Vor einer Kirche, von der ich nicht wusste, ob das nun das Münster von Münster war oder was, kehrte ich um. Hier würde mir niemand einen Mercedes schenken. Dazu, wenigstens jemandem den Stern von der Motorhaube zu brechen, fühlte ich mich zu schlaff.

Zwei Tage nachdem ich mit hochfliegenden Ankündigungen die Stadt verlassen hatte, fuhr ich also mit dem Zug wieder ein. Es war schon dunkel, als ich in Bonn ankam, ich zwang mich, meine Ankunft nicht mit der Automatik eines Passanten ablaufen zu lassen, der nie ein Auto besessen hat. Gesenkten Hauptes stieg ich die Treppen des Bonner Lochs hinauf und ging das letzte Stück zu Fuß.

In mein Tagebuch schrieb ich: Zynismus ist ästhetisierte Auto-Aggression. Das Leuchtschild der Fahrschule Rettich tauchte mein Zimmer abwechselnd in rotes und blaues Licht. Unter mir der Bertha-von-Suttner-Platz. Eine Bahn hielt, Leute stiegen aus und ein, ein Mercedes mit getönten Scheiben ließ den Motor jaulen.

An der Ecke Konrad-Adenauer-Allee stand das Beton-Gerippe eines 60er Jahre Baus. Ganz oben prangte das Rooftop-Graffiti, das meine Mitbewohnerinnen vor ein paar Tagen gemalt hatten, breit und rot.

♥ CARO $ DOLLAR.

Eigentlich gab es ja keinen ernsten Grund, depressiv zu sein. Wenn man danach suchte, fanden sich überall Lichtblicke. Zum Beispiel das amüsante Verwarnungs-Schreiben der Hausverwaltung, in dem wir bezichtigt wurden, eine illegale Bar in unserer Wohnung zu betreiben.

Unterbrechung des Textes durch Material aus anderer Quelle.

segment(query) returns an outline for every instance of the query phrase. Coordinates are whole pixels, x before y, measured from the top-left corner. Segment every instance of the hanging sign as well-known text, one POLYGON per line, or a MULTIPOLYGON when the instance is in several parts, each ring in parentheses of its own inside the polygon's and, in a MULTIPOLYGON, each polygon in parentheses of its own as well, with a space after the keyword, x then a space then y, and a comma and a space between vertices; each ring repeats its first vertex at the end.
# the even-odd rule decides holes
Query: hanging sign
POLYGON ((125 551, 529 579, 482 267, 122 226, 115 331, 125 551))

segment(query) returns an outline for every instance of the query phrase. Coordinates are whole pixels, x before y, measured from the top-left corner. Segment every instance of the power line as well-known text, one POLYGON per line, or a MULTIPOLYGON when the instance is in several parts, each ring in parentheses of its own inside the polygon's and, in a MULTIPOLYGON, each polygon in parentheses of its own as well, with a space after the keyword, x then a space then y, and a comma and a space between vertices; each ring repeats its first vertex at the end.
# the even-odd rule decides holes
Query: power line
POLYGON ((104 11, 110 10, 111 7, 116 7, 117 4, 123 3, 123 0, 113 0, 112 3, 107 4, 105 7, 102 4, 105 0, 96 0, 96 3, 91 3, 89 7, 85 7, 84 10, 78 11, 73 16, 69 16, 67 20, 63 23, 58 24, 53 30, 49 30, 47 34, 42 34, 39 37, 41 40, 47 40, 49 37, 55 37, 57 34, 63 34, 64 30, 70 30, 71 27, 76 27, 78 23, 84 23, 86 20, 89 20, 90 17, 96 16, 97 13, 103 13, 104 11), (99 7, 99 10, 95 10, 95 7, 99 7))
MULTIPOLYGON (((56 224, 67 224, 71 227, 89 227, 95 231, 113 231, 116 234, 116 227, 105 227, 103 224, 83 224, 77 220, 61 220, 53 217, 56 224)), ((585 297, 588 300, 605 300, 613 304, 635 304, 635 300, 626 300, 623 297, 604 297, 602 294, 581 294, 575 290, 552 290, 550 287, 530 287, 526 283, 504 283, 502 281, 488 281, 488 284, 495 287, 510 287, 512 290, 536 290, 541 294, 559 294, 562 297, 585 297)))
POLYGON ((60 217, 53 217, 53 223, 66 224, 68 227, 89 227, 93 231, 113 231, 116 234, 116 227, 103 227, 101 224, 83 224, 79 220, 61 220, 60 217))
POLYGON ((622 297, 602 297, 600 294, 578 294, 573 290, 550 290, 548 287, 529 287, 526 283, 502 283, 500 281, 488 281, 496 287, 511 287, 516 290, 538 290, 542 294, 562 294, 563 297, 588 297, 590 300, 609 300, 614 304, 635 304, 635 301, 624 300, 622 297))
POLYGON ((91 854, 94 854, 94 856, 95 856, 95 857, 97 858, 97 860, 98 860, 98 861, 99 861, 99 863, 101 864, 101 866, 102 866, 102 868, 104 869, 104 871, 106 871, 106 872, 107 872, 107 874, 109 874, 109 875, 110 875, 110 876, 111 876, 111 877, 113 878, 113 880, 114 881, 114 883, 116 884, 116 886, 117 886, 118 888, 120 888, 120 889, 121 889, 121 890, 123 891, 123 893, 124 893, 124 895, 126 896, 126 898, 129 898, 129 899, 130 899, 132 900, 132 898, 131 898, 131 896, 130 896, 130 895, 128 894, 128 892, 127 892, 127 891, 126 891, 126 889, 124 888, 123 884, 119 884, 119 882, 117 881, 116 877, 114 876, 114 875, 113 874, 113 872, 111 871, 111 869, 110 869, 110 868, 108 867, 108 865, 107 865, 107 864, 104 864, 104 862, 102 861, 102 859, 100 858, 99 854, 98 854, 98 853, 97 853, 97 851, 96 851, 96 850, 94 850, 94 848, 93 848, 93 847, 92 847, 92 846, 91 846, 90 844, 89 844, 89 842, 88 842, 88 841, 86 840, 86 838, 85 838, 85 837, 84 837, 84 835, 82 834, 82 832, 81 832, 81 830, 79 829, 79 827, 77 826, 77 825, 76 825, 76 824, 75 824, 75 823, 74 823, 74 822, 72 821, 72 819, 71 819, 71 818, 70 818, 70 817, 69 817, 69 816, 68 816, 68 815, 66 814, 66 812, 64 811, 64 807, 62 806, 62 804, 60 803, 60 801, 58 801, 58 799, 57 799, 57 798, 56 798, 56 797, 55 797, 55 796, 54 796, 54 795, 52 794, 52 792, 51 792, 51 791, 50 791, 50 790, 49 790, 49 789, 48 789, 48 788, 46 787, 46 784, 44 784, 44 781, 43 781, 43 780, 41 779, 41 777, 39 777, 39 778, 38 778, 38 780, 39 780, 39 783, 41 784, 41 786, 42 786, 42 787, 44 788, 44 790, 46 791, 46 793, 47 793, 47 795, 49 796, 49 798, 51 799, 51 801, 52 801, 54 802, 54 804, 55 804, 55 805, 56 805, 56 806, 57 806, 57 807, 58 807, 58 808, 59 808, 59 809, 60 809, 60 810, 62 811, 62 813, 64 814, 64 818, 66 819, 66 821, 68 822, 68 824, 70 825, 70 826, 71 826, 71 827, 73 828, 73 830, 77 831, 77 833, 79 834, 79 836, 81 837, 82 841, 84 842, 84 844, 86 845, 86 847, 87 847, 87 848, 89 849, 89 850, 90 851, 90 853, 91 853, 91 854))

Jedenfalls betranken mein Mitbewohner und ich uns zum Abschluss des Tages am Tresen unserer illegalen Hauskneipe, der Dollarbar. Die Wände waren vollgekritzelt mit neokapitalistischer Propaganda, Werbung für den Energy-Drink „Mösensaft“, den ein ehemaliger Mitbewohner entwickelt hatte, und Liebesbotschaften an Sophia mit dem breiten Mund. Wir hörten die Kooks und träumten davon, eines Tages die Flasche Pommery zu leeren, die Caro von ihrer Tante geschenkt bekommen hatte. Doch das sparten wir für einen besonderen Moment auf. Heute blieben wir bei Sester Kölsch, der goldenen Mitte zwischen Mösensaft und Champagner.

Es ging weiter, bestimmt auch irgendwie voran. Eine E-Mail von Mario Hoffmeister kam natürlich nie. Meine Freundin stimmte dafür in die offene Beziehung ein, von der am Ende nur ich Gebrauch machte. Das war es also, das Leben ohne Mercedes: Nicht unbedingt eine Sternstunde der Menschheit. Aber ein guter Freund hatte als Barkeeper in der Mausefalle angefangen und das hieß, es gab manchmal Bier aufs Haus.